Dylan’s first session for the Pat Garrett and Billy the Kid soundtrack was on January 20, 1973 at CBS Discos Studios in Mexico City. The only song from that day that was included on the album was “Billy 7”; also recorded were multiple other takes of “Billy”, and the outtakes “Under Turkey”, “Billy Surrenders”, “And He’s Killed Me Too”, “Goodbye Holly” and “Pecos Blues”. The following month, Dylan recorded two days at Burbank Studios in Burbank, California. The rest of the album’s songs were recorded, as well as the outtakes “Sweet Armarillo” and “Rock Me Mama”.

Bob Dylan In 'Pat Garrett & Billy The Kid'

 

Main Title Theme (Billy):

Reception

Jonathan Cott calls the soundtrack album “a kind of beautiful, rough-hewn, mostly instrumental mantra album from the mythical Old West.” I’ll go along with that-it has a hypnotic soothing quality, quite different from most of Dylan’s recorded output but clearly an expression of a musical and even a spiritual place very meaningful to Dylan.
~Paul Williams (Bob Dylan Performing Artist I: The Early Years 1960-1973)

It is a largely instrumental album, with all the characteristic roughness and lack of polish that has kept Bob Dylan less palatable to mass easy-listening taste than infinitely less talented contemporaries such as Paul Simon or Paul McCartney.

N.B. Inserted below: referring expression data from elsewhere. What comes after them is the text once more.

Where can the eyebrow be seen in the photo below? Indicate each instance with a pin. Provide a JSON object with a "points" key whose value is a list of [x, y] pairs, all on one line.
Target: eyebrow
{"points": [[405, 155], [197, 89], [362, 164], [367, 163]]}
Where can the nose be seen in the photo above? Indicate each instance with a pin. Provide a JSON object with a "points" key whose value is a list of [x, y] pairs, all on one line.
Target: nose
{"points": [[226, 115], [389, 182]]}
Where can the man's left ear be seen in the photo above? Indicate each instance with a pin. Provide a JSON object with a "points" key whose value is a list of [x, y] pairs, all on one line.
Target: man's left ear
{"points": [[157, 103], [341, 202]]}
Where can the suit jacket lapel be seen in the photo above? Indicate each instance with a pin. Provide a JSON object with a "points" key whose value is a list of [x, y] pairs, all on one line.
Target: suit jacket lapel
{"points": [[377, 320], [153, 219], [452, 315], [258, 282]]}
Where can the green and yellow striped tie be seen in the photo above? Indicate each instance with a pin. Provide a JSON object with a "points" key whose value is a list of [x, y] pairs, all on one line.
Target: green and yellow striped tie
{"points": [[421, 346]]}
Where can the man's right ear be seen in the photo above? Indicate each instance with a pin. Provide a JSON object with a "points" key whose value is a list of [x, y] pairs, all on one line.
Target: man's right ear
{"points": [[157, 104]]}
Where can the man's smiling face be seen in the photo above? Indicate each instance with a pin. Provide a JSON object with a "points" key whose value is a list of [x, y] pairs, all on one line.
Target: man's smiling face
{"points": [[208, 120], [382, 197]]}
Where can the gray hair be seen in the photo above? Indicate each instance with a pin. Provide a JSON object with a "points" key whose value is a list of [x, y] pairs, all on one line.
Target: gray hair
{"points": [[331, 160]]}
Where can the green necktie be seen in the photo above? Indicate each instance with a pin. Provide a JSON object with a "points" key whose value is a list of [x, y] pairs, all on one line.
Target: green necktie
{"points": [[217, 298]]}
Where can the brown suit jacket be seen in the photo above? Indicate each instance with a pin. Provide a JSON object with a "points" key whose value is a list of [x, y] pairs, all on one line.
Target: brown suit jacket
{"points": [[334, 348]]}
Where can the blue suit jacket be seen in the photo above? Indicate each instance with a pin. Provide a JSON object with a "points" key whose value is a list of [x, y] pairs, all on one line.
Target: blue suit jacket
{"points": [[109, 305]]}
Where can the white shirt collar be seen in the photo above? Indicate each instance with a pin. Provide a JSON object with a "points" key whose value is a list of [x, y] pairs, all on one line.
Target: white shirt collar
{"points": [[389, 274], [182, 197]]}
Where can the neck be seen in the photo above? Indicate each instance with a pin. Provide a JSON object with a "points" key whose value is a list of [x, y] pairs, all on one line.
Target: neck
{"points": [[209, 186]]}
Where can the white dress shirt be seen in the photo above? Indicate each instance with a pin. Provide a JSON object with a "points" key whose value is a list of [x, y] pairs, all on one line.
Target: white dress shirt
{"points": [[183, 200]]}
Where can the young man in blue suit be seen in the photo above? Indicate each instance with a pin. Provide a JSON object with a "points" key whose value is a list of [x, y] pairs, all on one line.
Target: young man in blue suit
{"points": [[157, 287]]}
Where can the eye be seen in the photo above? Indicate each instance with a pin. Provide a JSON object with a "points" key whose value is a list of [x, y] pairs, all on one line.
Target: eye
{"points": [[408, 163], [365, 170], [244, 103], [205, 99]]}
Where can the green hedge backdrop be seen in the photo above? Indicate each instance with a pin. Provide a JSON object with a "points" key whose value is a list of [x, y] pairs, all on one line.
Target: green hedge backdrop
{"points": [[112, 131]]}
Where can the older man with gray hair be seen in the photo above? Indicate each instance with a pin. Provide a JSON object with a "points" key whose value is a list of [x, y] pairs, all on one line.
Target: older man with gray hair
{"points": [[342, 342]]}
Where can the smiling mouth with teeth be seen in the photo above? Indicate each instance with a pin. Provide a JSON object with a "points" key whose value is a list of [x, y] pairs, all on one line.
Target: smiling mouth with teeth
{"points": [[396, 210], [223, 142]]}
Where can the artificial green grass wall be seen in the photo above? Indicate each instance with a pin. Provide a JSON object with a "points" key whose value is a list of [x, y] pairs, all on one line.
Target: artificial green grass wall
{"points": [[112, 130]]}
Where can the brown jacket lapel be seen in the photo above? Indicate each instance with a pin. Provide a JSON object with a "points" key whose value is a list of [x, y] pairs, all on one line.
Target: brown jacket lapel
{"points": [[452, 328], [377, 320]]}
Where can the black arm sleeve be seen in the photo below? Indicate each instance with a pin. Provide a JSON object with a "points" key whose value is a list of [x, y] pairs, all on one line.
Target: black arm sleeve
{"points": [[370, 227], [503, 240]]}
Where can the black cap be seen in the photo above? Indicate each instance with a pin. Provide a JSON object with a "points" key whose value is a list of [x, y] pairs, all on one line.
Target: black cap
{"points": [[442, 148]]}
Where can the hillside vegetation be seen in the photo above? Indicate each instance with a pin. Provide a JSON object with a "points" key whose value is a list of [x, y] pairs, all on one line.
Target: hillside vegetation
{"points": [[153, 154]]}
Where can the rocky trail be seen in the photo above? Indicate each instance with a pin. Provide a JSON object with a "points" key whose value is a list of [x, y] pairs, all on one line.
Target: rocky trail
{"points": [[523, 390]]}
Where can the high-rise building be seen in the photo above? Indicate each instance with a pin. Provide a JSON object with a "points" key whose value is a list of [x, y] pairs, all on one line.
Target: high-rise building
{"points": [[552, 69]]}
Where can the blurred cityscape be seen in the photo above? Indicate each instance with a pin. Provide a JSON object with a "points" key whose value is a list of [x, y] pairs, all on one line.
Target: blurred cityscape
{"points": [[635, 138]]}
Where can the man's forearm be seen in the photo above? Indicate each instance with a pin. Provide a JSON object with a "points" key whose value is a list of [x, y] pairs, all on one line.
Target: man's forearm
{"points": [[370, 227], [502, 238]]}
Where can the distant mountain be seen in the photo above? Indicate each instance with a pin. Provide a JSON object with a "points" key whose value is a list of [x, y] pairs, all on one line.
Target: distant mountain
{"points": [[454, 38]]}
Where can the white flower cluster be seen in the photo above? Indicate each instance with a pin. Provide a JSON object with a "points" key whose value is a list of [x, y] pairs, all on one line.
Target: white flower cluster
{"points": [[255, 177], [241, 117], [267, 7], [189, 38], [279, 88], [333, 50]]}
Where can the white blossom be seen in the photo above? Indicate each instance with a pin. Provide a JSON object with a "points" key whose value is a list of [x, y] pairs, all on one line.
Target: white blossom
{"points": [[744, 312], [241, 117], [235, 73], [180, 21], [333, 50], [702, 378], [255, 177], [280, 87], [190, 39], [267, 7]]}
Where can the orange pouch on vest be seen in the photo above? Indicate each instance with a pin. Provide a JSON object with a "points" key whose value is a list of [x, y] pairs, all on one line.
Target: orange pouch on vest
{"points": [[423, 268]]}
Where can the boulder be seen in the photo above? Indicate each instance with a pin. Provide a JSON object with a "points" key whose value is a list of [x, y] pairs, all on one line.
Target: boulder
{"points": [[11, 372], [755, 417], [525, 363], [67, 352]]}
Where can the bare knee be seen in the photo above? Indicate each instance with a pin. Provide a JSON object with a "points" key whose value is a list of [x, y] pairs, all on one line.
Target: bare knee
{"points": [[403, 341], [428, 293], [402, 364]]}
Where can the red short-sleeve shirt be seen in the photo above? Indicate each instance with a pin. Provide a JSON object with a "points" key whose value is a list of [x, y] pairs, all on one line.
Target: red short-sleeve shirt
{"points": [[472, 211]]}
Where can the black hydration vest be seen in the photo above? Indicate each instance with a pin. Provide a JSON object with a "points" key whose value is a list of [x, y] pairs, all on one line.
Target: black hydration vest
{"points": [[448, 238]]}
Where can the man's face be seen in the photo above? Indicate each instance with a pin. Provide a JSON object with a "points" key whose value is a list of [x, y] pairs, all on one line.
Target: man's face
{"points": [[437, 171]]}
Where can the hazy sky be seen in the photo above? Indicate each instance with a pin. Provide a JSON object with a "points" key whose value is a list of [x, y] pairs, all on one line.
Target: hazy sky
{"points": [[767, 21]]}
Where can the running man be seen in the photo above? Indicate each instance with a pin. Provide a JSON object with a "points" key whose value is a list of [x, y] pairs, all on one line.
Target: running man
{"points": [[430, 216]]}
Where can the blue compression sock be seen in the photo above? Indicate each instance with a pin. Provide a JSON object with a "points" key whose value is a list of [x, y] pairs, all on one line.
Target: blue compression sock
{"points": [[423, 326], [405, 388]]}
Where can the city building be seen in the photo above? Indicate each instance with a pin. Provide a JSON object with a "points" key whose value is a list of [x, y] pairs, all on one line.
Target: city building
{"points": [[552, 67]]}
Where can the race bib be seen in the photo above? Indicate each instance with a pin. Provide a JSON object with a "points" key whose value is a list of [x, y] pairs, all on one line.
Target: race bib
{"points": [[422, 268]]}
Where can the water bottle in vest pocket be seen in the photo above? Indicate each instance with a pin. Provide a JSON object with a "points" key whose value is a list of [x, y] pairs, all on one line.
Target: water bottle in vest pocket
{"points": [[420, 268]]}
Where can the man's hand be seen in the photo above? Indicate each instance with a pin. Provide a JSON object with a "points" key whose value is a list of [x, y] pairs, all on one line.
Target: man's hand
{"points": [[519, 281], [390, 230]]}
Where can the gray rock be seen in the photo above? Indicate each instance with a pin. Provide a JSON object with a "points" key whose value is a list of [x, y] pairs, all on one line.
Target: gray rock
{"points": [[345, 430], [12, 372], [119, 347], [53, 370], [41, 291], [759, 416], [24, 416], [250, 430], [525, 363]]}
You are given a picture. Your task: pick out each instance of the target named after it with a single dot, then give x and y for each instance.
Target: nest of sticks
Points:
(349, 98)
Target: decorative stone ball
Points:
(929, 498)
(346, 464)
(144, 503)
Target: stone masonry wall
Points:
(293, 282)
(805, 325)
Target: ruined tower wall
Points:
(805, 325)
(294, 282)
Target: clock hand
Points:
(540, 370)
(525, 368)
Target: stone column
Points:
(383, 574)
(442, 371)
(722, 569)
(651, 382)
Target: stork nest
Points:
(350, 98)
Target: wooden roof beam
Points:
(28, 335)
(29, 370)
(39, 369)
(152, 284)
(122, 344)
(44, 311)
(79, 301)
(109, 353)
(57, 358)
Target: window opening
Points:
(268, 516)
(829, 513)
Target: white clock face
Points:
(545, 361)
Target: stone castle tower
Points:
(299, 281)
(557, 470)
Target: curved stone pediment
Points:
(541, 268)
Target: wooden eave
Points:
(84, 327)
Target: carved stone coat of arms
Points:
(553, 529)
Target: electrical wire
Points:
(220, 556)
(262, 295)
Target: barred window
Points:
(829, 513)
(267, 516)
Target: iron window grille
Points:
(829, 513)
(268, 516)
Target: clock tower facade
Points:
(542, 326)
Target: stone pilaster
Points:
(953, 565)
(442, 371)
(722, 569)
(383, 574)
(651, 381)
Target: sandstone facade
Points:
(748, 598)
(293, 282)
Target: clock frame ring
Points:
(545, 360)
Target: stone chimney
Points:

Though a very minor item in Dylan’s catalog, it is a finely atmospheric work, engaging in its own right and effective as a part of the movie it was written for. It also includes the original hit recording of the perennially popular ‘Knockin’ on Heaven’s Door’.
~Michael Gray (The Bob Dylan Encyclopedia)

At least the strings on this soundtrack are mostly plucked and strummed, rather than bowed en masse, but it’s still a soundtrack: two middling-to-excellent new Dylan songs, four good original Bobby voices, and a lot of Schmylan music. C+
~Robert Christgau (robertchristgau.com)

Track listing
All songs written by Bob Dylan.

Side one
“Main Title Theme (Billy)” — 6:07
“Cantina Theme (Workin’ for the Law)” — 2:57
“Billy 1” — 3:57
“Bunkhouse Theme” — 2:17
“River Theme” — 1:30

Side two
“Turkey Chase” — 3:34
“Knockin’ on Heaven’s Door” — 2:32
“Final Theme” — 5:23
“Billy 4” — 5:04
“Billy 7” — 2:10

Personnel

  • Bob Dylan — guitars, vocals, harmonica
  • Byron Berline — backing vocals, fiddle
  • Fred Katz, Ted Michel — cello
  • Gary Foster — recorder, flute
  • Carl Fortina — harmonium
  • Jolly Roger — banjo
  • Bruce Langhorne — acoustic guitar
  • Roger McGuinn — guitar
  • Carol Hunter — 12 string guitar, backing vocals
  • Booker T. Jones — bass guitar
  • Terry Paul — bass guitar and backing vocals
  • Jim Keltner — drums
  • Russ Kunkel — tambourine, bongos
  • Priscilla Jones, Brenda Patterson, Donna Weiss — backing vocals


-Egil

4 thoughts on “July 16: Bob Dylan released Pat Garrett & Billy the Kid in 1973”

  1. It embarrasses me that I never heard Billy till the movie The Royal Tenenbaums.